Getting Started

Execution

The input files of IndeXeeker

IndeXeeker’s execution is usually preceded by execution of Illumina’s CASAVA/bcl2fastq or equivalent, for example, in the run 150820_D00257_0193_BC7NLTANXX:

configureBclToFastq.pl \
  --use-bases-mask y*,y* \
  --input-dir /path/to/HiSeq/output/dir/150820_D00257_0193_BC7NLTANXX/Data/Intensities/BaseCalls \
  --output-dir /path/to/CASAVA/output/dir/
For bcl2fastq version 2 or above::
bcl2fastq –use-bases-mask y*,i* –create-fastq-for-index-reads –runfolder-dir /path/to/HiSeq/output/dir/150820_D00257_0193_BC7NLTANXX –output-dir /path/to/CASAVA/output/dir/

Where i* in –use-bases-mask is for read/s that defined as index in the sequence machine. You can find this information in a file RunInfo.xml within the directory: /path/to/HiSeq/output/dir/150820_D00257_0193_BC7NLTANXX.

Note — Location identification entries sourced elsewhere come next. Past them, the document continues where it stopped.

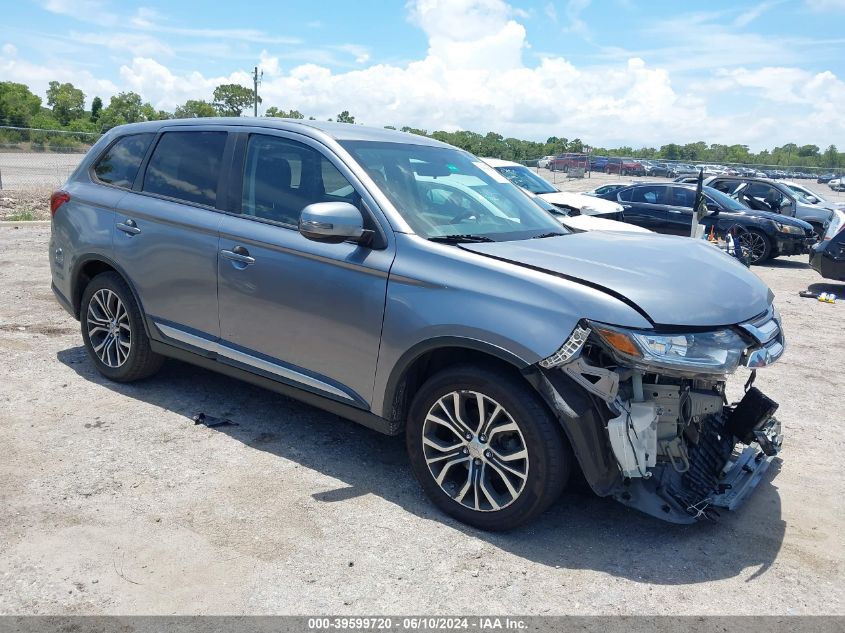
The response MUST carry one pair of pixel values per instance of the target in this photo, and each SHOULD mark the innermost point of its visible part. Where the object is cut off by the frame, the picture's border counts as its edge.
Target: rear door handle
(239, 255)
(129, 227)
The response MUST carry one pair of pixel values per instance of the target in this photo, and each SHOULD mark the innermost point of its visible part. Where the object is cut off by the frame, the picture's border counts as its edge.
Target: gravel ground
(114, 502)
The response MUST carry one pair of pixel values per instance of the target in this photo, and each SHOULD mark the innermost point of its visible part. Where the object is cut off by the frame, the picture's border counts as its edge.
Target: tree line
(65, 114)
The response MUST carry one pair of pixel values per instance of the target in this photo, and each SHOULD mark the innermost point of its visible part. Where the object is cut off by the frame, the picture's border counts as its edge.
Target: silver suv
(404, 284)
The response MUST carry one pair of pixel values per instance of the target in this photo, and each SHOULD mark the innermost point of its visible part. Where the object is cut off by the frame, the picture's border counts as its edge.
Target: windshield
(725, 200)
(441, 191)
(527, 179)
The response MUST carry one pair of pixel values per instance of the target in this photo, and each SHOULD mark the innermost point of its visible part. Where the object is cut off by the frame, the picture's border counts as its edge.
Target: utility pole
(256, 79)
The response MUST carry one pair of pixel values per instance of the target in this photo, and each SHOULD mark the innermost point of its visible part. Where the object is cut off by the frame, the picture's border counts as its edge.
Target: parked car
(607, 188)
(683, 169)
(572, 203)
(569, 162)
(578, 223)
(828, 256)
(317, 259)
(668, 208)
(775, 196)
(624, 167)
(807, 195)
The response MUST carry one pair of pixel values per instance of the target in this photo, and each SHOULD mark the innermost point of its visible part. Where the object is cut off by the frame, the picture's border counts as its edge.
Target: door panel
(171, 257)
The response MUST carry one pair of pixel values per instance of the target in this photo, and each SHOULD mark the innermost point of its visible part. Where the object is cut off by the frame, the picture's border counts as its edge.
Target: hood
(588, 205)
(597, 223)
(675, 281)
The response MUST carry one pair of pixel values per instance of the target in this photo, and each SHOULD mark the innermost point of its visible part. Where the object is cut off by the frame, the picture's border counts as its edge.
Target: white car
(811, 197)
(523, 177)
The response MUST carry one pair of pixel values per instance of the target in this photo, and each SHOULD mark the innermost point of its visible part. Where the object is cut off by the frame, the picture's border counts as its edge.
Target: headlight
(787, 228)
(716, 352)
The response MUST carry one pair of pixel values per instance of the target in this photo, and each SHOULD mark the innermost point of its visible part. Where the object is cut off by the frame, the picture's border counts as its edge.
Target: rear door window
(186, 166)
(119, 165)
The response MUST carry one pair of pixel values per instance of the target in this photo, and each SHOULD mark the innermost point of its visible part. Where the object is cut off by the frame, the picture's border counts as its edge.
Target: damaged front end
(648, 417)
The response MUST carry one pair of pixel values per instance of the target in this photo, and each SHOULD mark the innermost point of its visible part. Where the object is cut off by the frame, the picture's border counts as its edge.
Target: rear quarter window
(186, 166)
(119, 165)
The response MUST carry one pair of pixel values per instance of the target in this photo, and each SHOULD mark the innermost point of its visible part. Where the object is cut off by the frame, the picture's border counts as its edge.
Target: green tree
(194, 109)
(96, 109)
(345, 117)
(17, 104)
(290, 114)
(67, 101)
(233, 99)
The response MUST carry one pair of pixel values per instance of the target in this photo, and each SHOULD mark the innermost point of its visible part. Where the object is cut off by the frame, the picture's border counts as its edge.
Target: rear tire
(113, 330)
(485, 448)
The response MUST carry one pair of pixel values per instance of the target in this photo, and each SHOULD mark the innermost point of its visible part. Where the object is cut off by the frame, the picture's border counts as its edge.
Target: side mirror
(331, 222)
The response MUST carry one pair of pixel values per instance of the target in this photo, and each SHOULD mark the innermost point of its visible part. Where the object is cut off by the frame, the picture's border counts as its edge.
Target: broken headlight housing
(688, 353)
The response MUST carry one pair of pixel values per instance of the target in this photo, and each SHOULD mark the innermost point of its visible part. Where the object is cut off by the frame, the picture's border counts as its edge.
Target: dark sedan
(667, 208)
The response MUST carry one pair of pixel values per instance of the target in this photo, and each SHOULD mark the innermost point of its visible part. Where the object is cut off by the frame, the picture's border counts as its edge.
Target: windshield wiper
(458, 239)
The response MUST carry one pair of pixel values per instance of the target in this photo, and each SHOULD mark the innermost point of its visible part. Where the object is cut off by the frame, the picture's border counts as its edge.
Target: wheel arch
(426, 358)
(86, 269)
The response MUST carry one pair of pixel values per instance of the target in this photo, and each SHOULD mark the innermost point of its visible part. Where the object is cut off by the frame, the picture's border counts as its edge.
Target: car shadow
(580, 531)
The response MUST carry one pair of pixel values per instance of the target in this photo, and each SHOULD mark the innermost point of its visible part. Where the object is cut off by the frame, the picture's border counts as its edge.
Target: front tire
(485, 449)
(756, 246)
(113, 330)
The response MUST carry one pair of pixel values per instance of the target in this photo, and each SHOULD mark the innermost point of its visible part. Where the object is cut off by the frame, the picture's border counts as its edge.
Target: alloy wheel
(475, 451)
(108, 328)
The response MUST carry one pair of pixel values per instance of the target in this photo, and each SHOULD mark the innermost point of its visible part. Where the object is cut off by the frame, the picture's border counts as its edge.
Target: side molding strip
(252, 361)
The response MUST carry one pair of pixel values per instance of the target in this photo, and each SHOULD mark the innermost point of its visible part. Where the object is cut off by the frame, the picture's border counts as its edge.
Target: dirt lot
(115, 502)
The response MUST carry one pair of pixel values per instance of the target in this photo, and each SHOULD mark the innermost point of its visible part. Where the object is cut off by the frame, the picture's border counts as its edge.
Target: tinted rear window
(119, 165)
(186, 165)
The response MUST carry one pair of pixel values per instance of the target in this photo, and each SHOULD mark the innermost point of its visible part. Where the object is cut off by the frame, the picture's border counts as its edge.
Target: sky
(610, 72)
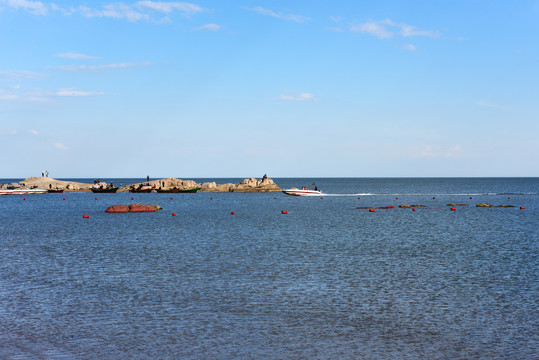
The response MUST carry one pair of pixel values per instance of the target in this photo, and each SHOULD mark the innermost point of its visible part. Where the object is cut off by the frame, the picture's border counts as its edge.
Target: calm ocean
(325, 281)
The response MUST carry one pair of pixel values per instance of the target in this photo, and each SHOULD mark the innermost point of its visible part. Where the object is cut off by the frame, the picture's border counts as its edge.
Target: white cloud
(168, 7)
(300, 97)
(115, 11)
(76, 56)
(409, 47)
(100, 67)
(387, 28)
(490, 105)
(60, 146)
(436, 151)
(209, 27)
(77, 93)
(20, 74)
(372, 28)
(34, 7)
(280, 15)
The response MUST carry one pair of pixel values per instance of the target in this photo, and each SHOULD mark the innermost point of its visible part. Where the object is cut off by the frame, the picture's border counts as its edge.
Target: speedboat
(22, 191)
(302, 192)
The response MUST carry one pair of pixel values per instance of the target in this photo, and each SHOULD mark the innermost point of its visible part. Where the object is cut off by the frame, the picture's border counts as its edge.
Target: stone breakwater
(247, 185)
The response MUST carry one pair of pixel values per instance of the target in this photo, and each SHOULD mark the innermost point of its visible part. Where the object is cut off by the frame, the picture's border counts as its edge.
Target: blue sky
(287, 88)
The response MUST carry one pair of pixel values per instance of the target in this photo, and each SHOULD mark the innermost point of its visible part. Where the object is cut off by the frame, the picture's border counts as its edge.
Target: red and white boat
(22, 191)
(302, 192)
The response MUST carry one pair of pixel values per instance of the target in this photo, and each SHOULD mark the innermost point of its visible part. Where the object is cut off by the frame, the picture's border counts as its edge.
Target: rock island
(248, 185)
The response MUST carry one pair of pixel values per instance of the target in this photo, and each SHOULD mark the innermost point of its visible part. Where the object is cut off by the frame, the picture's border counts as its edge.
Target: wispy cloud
(134, 12)
(17, 95)
(435, 151)
(115, 11)
(209, 27)
(168, 7)
(280, 15)
(490, 105)
(60, 146)
(76, 56)
(409, 47)
(100, 67)
(77, 93)
(34, 7)
(387, 28)
(20, 74)
(300, 97)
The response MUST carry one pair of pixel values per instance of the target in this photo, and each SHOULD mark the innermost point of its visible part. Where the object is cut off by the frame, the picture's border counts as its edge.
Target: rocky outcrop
(247, 185)
(50, 183)
(254, 185)
(133, 208)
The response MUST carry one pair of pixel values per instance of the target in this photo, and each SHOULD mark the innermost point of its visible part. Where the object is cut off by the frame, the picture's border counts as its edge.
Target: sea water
(325, 281)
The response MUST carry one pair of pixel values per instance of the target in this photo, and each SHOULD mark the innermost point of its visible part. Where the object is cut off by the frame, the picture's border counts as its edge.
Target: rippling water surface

Which is then followed by (in bcl2fastq version 1 only):

make -C /path/to/CASAVA/output/dir/ -j <num-jobs>

The parameter –use-bases-mask y*,y* guides bcl2fastq to only perform base calling, leaving demultiplexing for IndeXeeker.

Note: If the flow cell is Paired-end, then parameter –use-bases-mask y*,y*,y* should be used instead, or y*,i*,y* for bcl2fastq version 2 or above.

bcl2fastq’s output will then serve as input to IndeXeeker. IndeXeeker can get as input uncompressed or compressed files (in gz format) that are accepted from bcl2fastq version 1, But meantime, don’t support in bgzf format of bcl2fastq version 2, so you will need use with –no-bgzf-compression parameter of bcl2fastq to get the output in gz format, or, more efficiently, uncompress the bcl2fastq output files before the using with IndeXeeker

Following IndeXeeker’s installation, two command-line scripts are installed named indexeeker-demultiplex.py and indexeeker-prepare-barcodesheet.py.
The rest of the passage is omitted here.